A Month to Celebrate Women


Lara Secl

Womens History Month has a rich history that should be recognized and remembered.

Jersey Bilyeu, Writer

National Women’s History Month was created to celebrate how all women contribute to American history.

In 1980, President Jimmy Carter first declared the week of March 8 as National Women’s History Week. Congress later passed “Public Law 100-9” and named March as Women’s History Month. Presidents have continued to annually proclaim March as Women’s History Month.

As we celebrate historical women from around the world, it’s important to remember some of the most notable figures.

Elizabeth Cady Stanton is one of the founding members of the suffrage movement. She was a key organizer for the first U.S. women’s rights convention held in 1848. 

Alongside Stanton’s fights for gender equality, Ida B. Wells was one of the founding members of the racial equality organization later known as the National Association for the Advancement of Colored People (NAACP). By her side was Lucretia Mott and Sojourner Truth who also fought for gender equality for black women. 

There may also be women in your personal life to celebrate this month.

“[I’m celebrating] my mother because she never gives up, especially when held against gender norms,” said sophomore Gracie Wonase.

“My mother and grandmother have lived through difficult situations and times. They never have stopped,” said freshman Delaney Steenblock. “Countless of my female and even some of my male friends speak for [women].”

Achieving gender equality is a fight for all women. These movements also include transgender women.

According to a study from the National Women’s History Museum, there is a lack of diversity within Women’s History Month. They discovered not all women’s experiences are well-immersed into our history.

“Latinas, black women and transgender women all have more difficulties then I can even imagine facing,” Steenblock said. “I want to celebrate women and girls who go through every day being put down, belittled or ignored not only because of their gender but also because of their race and sexual orientation.”

Transgender women were vitally important in the women’s movement but historically have been excluded from feminist spaces. During the 1970s, trans women would be met with violent threats when attempting to enter feminist movements.

Sylvia Rivera and Marsha P. Johnson are known for their work at the 1969 Stonewall Riot, an event where members of the LGBTQ+ community protested a previous police raid. After Rivera met Johnson, the two were actively involved in the Stonewall Inn uprising on June 28, 1969. 

Stonewall wasn’t their only focus.

“Darling, I want my gay rights now. I think it’s about time the gay brothers and sisters got their rights … especially the women,” Johnson stated.

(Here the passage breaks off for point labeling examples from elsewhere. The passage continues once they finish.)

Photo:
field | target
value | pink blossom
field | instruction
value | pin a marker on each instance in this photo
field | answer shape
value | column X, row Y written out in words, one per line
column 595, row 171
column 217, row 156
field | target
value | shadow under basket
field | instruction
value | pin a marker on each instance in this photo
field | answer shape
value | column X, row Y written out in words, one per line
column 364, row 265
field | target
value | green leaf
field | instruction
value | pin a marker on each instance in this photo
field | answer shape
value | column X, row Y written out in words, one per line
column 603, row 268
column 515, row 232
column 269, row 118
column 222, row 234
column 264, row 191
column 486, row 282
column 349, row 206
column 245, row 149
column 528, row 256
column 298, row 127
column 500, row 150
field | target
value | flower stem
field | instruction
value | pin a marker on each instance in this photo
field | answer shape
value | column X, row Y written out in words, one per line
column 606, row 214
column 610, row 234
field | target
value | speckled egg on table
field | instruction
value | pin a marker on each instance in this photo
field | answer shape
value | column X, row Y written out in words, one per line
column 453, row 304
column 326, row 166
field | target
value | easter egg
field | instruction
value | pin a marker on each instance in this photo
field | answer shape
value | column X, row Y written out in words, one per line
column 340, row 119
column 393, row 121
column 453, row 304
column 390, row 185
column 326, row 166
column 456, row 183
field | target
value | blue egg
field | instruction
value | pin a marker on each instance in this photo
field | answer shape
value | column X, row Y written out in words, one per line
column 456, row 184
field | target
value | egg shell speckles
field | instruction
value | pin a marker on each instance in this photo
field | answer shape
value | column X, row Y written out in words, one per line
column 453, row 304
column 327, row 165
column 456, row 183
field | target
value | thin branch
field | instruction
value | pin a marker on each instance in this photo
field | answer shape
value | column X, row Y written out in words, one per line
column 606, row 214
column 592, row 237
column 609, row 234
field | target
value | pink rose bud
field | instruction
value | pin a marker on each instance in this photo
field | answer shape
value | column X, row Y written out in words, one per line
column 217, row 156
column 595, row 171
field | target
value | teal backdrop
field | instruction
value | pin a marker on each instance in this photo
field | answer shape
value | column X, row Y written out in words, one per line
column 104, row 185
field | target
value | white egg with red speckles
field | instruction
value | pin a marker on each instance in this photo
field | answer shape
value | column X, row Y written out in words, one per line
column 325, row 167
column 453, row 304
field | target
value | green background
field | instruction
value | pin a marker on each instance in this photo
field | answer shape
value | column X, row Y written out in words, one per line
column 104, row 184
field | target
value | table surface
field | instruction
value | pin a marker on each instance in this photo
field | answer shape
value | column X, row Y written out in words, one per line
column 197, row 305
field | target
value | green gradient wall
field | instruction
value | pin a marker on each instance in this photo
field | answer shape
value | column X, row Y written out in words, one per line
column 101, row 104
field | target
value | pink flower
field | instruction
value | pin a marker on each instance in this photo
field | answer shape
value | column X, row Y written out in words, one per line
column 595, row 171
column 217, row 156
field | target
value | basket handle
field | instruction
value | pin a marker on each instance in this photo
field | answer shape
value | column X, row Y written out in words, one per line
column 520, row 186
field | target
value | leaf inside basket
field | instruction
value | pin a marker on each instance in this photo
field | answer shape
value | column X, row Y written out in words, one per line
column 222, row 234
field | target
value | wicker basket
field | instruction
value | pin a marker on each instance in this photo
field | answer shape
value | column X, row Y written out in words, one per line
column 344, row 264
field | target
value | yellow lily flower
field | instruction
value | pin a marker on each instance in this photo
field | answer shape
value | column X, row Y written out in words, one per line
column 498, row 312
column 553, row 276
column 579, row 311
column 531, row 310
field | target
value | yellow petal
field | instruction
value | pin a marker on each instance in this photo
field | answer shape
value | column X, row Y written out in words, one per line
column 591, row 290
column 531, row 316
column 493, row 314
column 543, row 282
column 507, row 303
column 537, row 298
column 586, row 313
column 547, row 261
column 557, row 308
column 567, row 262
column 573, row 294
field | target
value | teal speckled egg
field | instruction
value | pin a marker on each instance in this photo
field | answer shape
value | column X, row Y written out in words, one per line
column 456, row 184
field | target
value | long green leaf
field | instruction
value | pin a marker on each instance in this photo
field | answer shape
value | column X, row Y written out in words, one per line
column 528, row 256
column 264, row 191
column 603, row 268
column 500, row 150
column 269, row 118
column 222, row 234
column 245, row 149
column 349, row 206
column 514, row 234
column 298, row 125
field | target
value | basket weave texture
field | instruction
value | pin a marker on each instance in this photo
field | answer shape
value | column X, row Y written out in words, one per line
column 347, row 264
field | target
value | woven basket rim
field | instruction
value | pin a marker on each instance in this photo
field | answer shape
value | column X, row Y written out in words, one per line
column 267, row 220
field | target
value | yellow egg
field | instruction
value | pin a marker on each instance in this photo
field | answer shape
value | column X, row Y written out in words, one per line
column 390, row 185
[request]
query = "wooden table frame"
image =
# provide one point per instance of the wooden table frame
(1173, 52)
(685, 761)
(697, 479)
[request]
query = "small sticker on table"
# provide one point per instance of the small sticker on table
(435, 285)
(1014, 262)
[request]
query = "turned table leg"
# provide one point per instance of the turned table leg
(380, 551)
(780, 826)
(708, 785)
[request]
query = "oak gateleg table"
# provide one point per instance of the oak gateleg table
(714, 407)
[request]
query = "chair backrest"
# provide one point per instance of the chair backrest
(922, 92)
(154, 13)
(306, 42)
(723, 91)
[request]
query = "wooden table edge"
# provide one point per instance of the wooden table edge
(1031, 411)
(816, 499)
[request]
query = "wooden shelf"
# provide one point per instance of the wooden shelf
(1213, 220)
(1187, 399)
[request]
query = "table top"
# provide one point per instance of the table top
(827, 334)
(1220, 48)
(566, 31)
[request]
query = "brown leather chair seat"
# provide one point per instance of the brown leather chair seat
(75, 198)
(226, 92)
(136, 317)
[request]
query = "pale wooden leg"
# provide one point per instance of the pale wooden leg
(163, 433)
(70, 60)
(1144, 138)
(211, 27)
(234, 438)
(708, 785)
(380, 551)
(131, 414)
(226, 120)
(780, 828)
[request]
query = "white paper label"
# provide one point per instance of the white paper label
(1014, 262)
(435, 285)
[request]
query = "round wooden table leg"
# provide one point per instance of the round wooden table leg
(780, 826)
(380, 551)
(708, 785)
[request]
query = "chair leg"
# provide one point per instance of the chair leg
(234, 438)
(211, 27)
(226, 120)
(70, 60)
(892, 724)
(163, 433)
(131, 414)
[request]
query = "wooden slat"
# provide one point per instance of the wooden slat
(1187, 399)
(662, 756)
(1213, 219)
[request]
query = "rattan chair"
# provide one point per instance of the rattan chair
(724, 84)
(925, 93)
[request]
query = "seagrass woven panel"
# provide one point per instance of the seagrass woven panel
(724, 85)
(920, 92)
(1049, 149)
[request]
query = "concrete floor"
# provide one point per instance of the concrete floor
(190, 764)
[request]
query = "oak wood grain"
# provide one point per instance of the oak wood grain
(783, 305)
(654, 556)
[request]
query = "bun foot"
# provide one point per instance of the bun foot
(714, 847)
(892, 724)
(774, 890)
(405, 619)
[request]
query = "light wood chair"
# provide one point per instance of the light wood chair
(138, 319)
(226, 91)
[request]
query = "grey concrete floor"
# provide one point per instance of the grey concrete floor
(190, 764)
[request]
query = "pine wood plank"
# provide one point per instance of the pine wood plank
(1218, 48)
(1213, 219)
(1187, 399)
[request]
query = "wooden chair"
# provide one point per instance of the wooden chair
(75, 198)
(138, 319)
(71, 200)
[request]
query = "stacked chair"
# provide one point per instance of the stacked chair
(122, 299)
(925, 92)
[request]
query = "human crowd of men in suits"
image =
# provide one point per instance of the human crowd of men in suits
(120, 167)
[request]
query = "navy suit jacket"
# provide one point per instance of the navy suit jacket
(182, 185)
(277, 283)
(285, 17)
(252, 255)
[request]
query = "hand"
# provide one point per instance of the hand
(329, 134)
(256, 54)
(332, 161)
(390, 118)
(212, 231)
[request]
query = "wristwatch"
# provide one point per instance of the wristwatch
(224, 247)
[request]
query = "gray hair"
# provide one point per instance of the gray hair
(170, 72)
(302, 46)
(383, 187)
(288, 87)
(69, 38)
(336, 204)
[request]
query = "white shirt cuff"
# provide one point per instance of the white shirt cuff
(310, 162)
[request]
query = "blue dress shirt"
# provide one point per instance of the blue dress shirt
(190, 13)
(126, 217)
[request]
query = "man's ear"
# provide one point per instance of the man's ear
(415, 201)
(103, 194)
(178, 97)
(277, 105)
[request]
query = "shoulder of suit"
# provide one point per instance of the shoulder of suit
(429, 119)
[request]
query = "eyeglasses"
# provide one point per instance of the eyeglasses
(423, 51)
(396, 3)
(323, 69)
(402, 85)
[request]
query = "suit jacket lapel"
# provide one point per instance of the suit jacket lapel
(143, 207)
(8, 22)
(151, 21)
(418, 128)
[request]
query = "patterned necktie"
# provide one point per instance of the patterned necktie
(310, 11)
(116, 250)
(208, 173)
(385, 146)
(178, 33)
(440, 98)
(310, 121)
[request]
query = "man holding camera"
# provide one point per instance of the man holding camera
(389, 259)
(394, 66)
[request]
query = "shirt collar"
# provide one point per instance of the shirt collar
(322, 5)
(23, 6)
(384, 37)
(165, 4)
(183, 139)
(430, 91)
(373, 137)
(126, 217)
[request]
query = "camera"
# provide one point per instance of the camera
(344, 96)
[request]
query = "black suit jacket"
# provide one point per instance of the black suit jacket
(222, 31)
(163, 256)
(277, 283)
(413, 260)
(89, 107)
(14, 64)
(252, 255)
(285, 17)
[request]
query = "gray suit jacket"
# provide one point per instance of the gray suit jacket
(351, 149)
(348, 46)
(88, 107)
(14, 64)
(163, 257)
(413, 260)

Women like Rivera and Johnson deserve to be recognized along with those who help achieve women’s rights. In a time when the idea of transgenderism was still taboo, their efforts helped advance trans acceptance.

It’s often assumed that with the progress feminist movements have made over the years, there is no longer a need for feminism. However, women still face discrimination and harrasment.

The World Health Organization (WHO) reported that 30% of women are victims of physical or sexual assult. The Pew Research Center found women were paid just 84% as much as their male counterparts.

“Although this situation and problem doesn’t feel major, it is still here and will not go away easily. We need more women to be leaders and to reach out into society to share their voice and their experiences,” stated Steenbock.

As we look into the future of gender equality, more factors have to be taken into consideration. New views on religion, race and sexuality have started to integrate their way into modern feminist movements. Including men and non-binary genders in these discussions, along with educating our youth, is also important to achieve universal equality.

“The education of our youth is arguably the most important contribution in our efforts to shatter this construct,” said Jonah McMahan, a sophomore at Kennedy.

March is a month to celebrate the women of our history and recognize their achievements. As we do this, we must also focus on how to progress future Women’s History Months.